A Guide to Choosing Godparents for Your Baby
Choosing godparents for your baby is not an easy task. It ranks right up there with choosing a baby name. Asking someone close to you to be a godparent is a really big deal, like asking someone to walk you down the aisle at your wedding. Whether your intention is for a godparent to become a spiritual aide or simply a good role model, there are many things to consider before you make the final call. Here’s a guide to choosing godparents for your baby.
What is the role of a godparent after all?

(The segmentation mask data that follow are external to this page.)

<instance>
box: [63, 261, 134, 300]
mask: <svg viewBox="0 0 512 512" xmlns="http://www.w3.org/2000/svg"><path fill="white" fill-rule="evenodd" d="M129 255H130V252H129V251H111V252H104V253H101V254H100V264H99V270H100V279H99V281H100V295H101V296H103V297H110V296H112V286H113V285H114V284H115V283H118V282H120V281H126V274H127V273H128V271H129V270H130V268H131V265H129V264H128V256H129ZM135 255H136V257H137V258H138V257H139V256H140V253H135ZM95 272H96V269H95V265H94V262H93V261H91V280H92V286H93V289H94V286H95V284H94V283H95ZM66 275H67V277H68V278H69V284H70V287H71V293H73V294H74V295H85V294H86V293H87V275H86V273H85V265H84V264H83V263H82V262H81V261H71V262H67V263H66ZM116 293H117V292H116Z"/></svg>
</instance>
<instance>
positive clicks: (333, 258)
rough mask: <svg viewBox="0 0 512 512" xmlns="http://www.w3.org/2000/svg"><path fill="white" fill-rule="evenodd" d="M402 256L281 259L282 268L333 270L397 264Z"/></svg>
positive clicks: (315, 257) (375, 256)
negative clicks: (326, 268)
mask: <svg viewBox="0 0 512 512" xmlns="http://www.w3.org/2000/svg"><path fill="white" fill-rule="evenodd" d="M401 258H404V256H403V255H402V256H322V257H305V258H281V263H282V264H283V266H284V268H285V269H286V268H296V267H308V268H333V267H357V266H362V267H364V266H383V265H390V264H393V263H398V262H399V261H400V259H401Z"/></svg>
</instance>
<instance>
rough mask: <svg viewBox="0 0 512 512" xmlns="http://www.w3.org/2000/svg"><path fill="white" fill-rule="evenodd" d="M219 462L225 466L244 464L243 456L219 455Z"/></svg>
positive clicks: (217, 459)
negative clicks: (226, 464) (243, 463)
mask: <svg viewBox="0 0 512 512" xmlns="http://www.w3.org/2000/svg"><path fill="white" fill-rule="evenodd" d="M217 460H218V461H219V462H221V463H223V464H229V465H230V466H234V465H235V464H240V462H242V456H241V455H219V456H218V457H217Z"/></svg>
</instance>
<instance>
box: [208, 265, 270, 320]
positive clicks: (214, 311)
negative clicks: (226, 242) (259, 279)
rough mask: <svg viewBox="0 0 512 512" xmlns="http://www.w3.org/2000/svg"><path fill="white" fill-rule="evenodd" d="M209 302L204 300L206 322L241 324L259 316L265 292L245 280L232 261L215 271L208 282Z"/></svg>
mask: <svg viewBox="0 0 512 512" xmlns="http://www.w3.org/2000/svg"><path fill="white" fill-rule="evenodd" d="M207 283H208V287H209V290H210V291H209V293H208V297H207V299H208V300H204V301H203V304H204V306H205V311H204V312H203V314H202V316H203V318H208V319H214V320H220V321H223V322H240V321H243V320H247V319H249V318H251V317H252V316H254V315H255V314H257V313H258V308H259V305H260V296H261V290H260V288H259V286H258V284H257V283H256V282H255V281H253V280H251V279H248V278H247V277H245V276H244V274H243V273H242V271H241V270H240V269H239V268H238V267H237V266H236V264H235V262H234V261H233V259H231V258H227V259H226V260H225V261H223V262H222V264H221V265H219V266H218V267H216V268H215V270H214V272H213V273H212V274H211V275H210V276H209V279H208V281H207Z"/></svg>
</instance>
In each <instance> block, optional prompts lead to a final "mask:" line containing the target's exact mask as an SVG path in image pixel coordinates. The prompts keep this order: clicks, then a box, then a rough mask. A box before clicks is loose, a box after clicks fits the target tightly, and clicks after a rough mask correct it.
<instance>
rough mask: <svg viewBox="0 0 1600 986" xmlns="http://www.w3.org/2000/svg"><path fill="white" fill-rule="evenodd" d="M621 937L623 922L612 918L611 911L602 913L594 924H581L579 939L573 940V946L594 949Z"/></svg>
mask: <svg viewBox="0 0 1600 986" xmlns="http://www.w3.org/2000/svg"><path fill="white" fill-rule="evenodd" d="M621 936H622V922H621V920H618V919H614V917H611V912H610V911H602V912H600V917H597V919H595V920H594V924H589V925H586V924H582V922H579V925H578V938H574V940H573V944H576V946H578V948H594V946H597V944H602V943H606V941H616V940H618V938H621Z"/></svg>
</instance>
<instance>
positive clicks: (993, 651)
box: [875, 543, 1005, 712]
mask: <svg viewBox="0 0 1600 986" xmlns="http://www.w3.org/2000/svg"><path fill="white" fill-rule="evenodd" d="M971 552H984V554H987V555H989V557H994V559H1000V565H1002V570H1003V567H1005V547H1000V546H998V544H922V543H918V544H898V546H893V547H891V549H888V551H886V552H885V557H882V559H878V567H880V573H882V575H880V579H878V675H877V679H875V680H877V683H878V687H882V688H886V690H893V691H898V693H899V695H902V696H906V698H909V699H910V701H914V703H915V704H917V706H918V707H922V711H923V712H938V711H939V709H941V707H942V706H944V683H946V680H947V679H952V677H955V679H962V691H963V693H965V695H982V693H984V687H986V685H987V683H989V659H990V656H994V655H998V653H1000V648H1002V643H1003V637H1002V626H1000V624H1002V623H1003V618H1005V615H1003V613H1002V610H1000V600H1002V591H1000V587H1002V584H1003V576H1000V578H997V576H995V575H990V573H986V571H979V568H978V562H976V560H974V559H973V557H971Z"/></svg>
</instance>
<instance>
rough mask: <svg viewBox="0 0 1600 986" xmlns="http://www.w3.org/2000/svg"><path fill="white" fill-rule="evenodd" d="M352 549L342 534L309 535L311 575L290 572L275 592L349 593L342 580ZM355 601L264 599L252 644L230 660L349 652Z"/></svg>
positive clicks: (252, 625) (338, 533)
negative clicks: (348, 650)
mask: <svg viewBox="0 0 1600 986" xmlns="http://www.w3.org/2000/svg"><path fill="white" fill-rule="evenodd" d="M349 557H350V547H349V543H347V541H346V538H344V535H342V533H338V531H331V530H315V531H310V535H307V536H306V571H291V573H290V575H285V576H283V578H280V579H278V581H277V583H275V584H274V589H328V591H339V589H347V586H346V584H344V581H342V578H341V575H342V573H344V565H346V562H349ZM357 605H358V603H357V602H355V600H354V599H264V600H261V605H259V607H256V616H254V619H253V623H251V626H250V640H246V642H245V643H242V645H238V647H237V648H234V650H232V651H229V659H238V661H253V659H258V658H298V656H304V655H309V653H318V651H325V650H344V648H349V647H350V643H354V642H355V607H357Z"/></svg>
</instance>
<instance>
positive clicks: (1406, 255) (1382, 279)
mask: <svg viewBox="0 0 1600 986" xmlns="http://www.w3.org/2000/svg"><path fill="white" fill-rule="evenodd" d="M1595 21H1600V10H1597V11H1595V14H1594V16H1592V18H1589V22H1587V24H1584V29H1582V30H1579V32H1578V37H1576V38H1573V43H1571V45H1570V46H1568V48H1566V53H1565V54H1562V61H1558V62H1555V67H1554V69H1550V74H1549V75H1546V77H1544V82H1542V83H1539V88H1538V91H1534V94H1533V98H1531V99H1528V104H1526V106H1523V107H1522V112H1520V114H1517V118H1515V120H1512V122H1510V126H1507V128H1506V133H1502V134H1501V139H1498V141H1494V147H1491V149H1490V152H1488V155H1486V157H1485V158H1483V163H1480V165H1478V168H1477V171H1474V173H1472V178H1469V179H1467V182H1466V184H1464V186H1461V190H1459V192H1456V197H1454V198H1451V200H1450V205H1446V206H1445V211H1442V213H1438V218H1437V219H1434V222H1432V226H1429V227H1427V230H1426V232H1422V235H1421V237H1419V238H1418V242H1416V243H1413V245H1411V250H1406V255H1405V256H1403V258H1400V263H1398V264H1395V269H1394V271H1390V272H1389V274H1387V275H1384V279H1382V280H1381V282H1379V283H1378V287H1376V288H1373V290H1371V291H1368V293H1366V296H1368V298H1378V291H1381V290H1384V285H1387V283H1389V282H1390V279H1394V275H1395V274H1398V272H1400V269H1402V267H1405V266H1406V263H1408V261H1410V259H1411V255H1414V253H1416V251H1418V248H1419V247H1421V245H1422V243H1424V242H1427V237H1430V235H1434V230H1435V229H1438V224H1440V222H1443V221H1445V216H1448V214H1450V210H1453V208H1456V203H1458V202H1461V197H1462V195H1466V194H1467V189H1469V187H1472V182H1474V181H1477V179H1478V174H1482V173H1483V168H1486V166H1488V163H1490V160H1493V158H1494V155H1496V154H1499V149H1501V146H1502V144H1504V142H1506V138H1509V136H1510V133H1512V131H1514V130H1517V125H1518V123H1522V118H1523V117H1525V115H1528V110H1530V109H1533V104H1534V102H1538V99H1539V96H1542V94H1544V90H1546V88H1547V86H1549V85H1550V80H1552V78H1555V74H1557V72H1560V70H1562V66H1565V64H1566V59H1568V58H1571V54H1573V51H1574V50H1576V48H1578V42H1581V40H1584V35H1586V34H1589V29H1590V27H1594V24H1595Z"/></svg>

Historically, choosing godparents was thought to be a religious decision. At an official baptism ceremony, new parents would assign the godparent title to two adults, of the same religion, to be lifelong religious guides for their baby. The purpose was to help the child have a better understanding of God. These days, many parents are taking the spiritual element out of the equation and simply choosing people they want their child to look up to as a role model. It’s also a nice way to include close friends and family in the baptism ceremony. There are also many parents who aren’t religious or who forego a baptism, but still want godparents for their child.
A godparent is not a legal guardian
One of the most common misconceptions surrounding godparents is that if something happens to the parent, it’s the godparent’s responsibility to look after the child. This is not typically the case. The only caveat is if your will states that the godparents would become legal guardians of your child if you die or can no longer offer adequate care. In most cases, choosing godparents for your baby is about finding a role model or a spiritual guide for your child.
Do I have to choose godparents for my baby?
The short answer is no. The exception to this rule is for parents who are religious and desire to have their child baptised. In that case, you’ll need to choose godparents before the baptism ceremony takes place. The other consideration is if you wish to send your child to a religious school. Those types of schools usually ask for proof of baptism, so in that case you’ll need to select godparents before they start the admissions process.
Tips for choosing godparents for your baby
Some families select one godmother or godfather, and others decide on a set of godparents. Recent trends even show some parents selecting more than one set as it’s too difficult to narrow down who to choose. In either case, making the choice is not an easy one, and is a really big deal for the person you ask. How do you go about even narrowing down who could serve as the perfect godparents? Here are some tips that might help your selection process.
Consider someone who you can count on
This person carries the job of being a good role model for your child and should therefore be available for conversation, accessible and happy to be someone who you can count on. For this reason, family members make excellent choices because it’s hard to disconnect from blood relatives. Likewise, stay away from the friends who you’ve their questioned loyalty or ability to be there for you. These friends would likely not make good godparents.
Look for the positive influences
When you think of your candidates, does a warm, kind, thoughtful person come to mind? Is this a person you trust and respect? The most important factor to consider is someone who would be a positive influence on your child. Another way of narrowing the selection down is to think about skills that someone might bring to the table that you don’t have. It could be musical abilities, a specific type of intellect, cultural experiences, etc.
Don’t succumb to peer pressure when choosing
Sadly, the godparent selection process can get political for some families. Best friends or certain family members may feel as though they should be chosen and that’s not the kind of pressure you need for this important decision. If you’re nervous about upsetting someone, that’s not a good reason for choosing someone. Hurt feelings always subside, you truly want the best person for the role.
Communicate your expectations when narrowing down your options
Sometimes people say yes to becoming a godparent but they don’t really know what that means for you. Be open and communicate your expectations up front so that they are clear on what you’re hoping they will provide to your child. And it’s ok if someone turns down the role if they feel they can’t meet your expectations. Respect their decision and ability to be upfront and honest. Remember, it’s about what’s best for your child.
Choosing a godparent for your baby is an important decision not to be taken likely. And you may even come to the conclusion that it’s simply too hard to choose at all. That’s ok! Plenty of people will end up becoming role models to your child without even trying. It’s the beauty of life.